Lectern Etiquette

There are accepted conventions of meeting protocol which are a part of a well-run meeting. While these conventions may seem overly formal, their usage contributes greatly toward a professionally-conducted meeting.

  • Try NOT to leave the lectern unattended. Always wait at the lectern until the next Speaker arrives. Shake his/her right hand and say a few words of greeting before walking away.
  • Control of the Meeting
    • Each portion of the meeting is under the control of one of the key meeting officials:
      Chairperson,
      Toastmaster of the Meeting,
      Table Topics Master, and
      General Evaluator.
      This control is symbolized by the possession of the gavel.
    • Control of a meeting is passed from one official to another by handing over the gavel whenever each key meeting official arrives at the lectern. This is called passing control of the meeting. Thus, the Chairperson passes control to the Toastmaster of the Meeting who later passes it to the Table Topics Master and then to the General Evaluator. When the gavel is handed back to each key meeting official in turn, i.e. from General Evaluator to Toastmaster to Chairperson, this is called returning control of the meeting.
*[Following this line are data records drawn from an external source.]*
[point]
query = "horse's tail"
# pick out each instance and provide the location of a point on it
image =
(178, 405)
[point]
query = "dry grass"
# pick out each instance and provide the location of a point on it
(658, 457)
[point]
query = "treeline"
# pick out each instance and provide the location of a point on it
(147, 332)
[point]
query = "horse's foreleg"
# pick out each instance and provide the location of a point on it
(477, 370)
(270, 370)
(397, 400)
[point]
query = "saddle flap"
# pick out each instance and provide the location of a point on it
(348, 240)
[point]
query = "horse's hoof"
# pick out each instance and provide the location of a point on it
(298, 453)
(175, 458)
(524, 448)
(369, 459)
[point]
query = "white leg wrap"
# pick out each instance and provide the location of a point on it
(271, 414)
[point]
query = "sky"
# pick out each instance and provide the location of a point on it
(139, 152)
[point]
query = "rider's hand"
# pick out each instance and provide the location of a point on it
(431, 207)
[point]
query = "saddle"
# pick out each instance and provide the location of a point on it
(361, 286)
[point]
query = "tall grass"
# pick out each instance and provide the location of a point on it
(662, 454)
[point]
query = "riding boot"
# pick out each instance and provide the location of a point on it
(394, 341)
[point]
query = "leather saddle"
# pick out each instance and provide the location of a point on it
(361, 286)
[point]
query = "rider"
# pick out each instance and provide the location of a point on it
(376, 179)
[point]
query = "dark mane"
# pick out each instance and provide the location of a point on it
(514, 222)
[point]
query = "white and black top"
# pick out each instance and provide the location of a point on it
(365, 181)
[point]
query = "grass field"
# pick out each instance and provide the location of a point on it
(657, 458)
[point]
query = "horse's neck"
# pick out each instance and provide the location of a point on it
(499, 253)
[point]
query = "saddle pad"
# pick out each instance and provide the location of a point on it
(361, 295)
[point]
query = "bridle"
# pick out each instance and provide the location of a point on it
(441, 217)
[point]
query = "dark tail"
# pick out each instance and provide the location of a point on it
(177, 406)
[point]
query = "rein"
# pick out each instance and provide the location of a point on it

    • The accepted method of passing or returning control of the meeting is for the person in control to offer the gavel with the left hand (with the handle extended) while shaking the receivers right hand.
  • Acknowledging the Chairperson
    • Whenever you take control of the meeting, you acknowledge the person who yielded control to you. This can be done by a simple thank you.
    • If you are the person yielding control, you do not sit until you have been acknowledged. For example, the Toastmaster, Lucy, introduces the prepared speaker, Richard. Lucy waits at the lectern until Richard arrives. She shakes Richards right hand and wishes him well. However, Lucy does not sit but remains standing or waits off to the side until Richard acknowledges her by saying, "Thank you, Mme. Toastmaster." Only then should she sit.
  • Applause. Whenever anyone is called to come to the lectern, applaud that person from the moment (s)he rises from his/her seat until (s)he reaches the lectern. If you are the person in control, lead the applause. This helps create a welcoming environment for anyone coming up to the lectern.